Securities and Exchange Board of India (SEBI) has introduced a separate sub-category for ESG investments within the thematic category of equity schemes. Now, any scheme under the ESG category can be launched with one of the following strategies: Exclusion, which involves avoiding investments in companies that do not meet specific ESG criteria. 

Integration, which incorporates ESG factors into the investment analysis and decision-making process. Best-in-Class & Positive Screening, which entails selecting companies that perform better on ESG criteria compared to their peers. Impact investing is done with the purpose of generating quantifiable social and environmental impact alongside a financial return. Sustainable Objectives investing focuses on investments that contribute to sustainable development goals and Transition or Transition-Related Investments, which support companies that are transitioning towards more sustainable practices. 

ESG funds meticulously select companies based on their environmental, social, and governance practices. These funds conduct thorough evaluations of potential investments through strict screening processes to ensure they meet specific ESG criteria. The aim of investing in these companies is to financial returns while also promoting sustainable and ethical business practices. 

ESG fund investing is rapidly gaining traction for good reasons. According to reports, funds with ESG mandates across various fund houses are managing assets worth ₹10,946 crore. The Securities and Exchange Board of India (SEBI) has mandated that the top 1,000 listed companies disclose their ESG efforts. This move aims to improve transparency and accountability among companies. Furthermore, this transparency enables investors to make informed decisions and invest in companies with well-defined sustainability practices. 

On the other hand, many Indian companies are now committing to sustainability and responsible business practices. This commitment often translates into better long-term performance. Also, it is an attractive investment for you as an investor as such investment offers stable and ethical investment opportunities. Additionally, companies that prioritise ESG factors tend to have more resilient business models, making them appealing choices for your portfolio. 

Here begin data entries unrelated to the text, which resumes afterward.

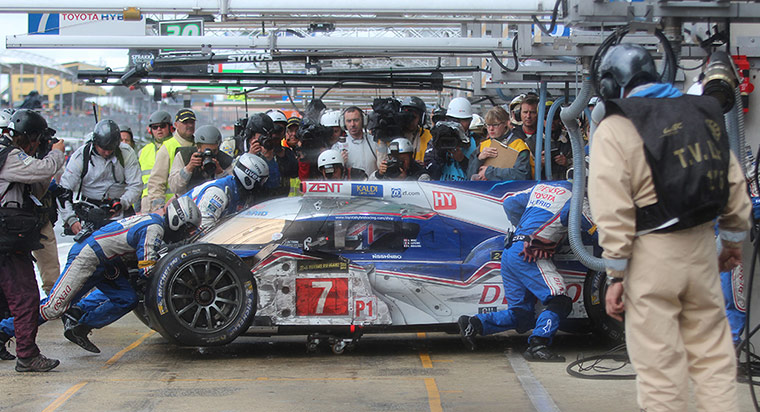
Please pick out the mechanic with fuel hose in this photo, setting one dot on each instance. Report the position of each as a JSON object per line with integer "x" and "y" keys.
{"x": 23, "y": 180}
{"x": 540, "y": 216}
{"x": 99, "y": 262}
{"x": 661, "y": 172}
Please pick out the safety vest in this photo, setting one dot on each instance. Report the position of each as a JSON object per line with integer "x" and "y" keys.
{"x": 171, "y": 145}
{"x": 517, "y": 144}
{"x": 147, "y": 160}
{"x": 686, "y": 147}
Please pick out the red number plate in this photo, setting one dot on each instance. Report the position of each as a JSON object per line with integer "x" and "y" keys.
{"x": 322, "y": 297}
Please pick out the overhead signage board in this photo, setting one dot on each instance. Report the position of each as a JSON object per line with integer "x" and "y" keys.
{"x": 84, "y": 24}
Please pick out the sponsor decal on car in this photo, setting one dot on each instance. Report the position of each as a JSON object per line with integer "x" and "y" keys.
{"x": 366, "y": 190}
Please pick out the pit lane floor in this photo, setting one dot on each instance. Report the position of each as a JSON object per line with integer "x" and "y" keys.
{"x": 138, "y": 371}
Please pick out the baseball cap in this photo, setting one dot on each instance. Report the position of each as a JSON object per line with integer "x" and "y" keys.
{"x": 185, "y": 114}
{"x": 294, "y": 121}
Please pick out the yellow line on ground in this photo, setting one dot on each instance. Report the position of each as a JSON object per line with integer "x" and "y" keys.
{"x": 434, "y": 397}
{"x": 122, "y": 352}
{"x": 63, "y": 398}
{"x": 425, "y": 358}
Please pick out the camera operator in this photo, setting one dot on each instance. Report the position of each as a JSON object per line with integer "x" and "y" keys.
{"x": 446, "y": 159}
{"x": 414, "y": 117}
{"x": 24, "y": 179}
{"x": 104, "y": 179}
{"x": 399, "y": 164}
{"x": 331, "y": 165}
{"x": 201, "y": 163}
{"x": 281, "y": 161}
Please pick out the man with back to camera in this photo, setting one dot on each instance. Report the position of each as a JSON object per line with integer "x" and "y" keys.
{"x": 100, "y": 262}
{"x": 22, "y": 180}
{"x": 194, "y": 165}
{"x": 158, "y": 189}
{"x": 360, "y": 155}
{"x": 103, "y": 174}
{"x": 655, "y": 223}
{"x": 159, "y": 128}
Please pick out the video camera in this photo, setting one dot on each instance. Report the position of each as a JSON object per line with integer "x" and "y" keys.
{"x": 386, "y": 120}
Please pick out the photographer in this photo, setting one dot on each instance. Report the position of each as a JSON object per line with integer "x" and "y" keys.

Investing in ESG mutual funds offers multiple benefits. 

• Firstly, ESG funds align your investments with your values, supporting companies committed to sustainability, social responsibility, and ethical governance. This ethical approach can also lead to better long-term financial returns, as companies with strong ESG practices often perform well and are more resilient. 

• Additionally, ESG funds ensure companies are open and honest. This automatically lowers the risk of investing in poorly managed or environmentally harmful businesses. 

• By investing in ESG funds, you contribute to positive social and environmental impacts while potentially enjoying steady returns. Now, that’s what you would call a win-win for your portfolio and the planet.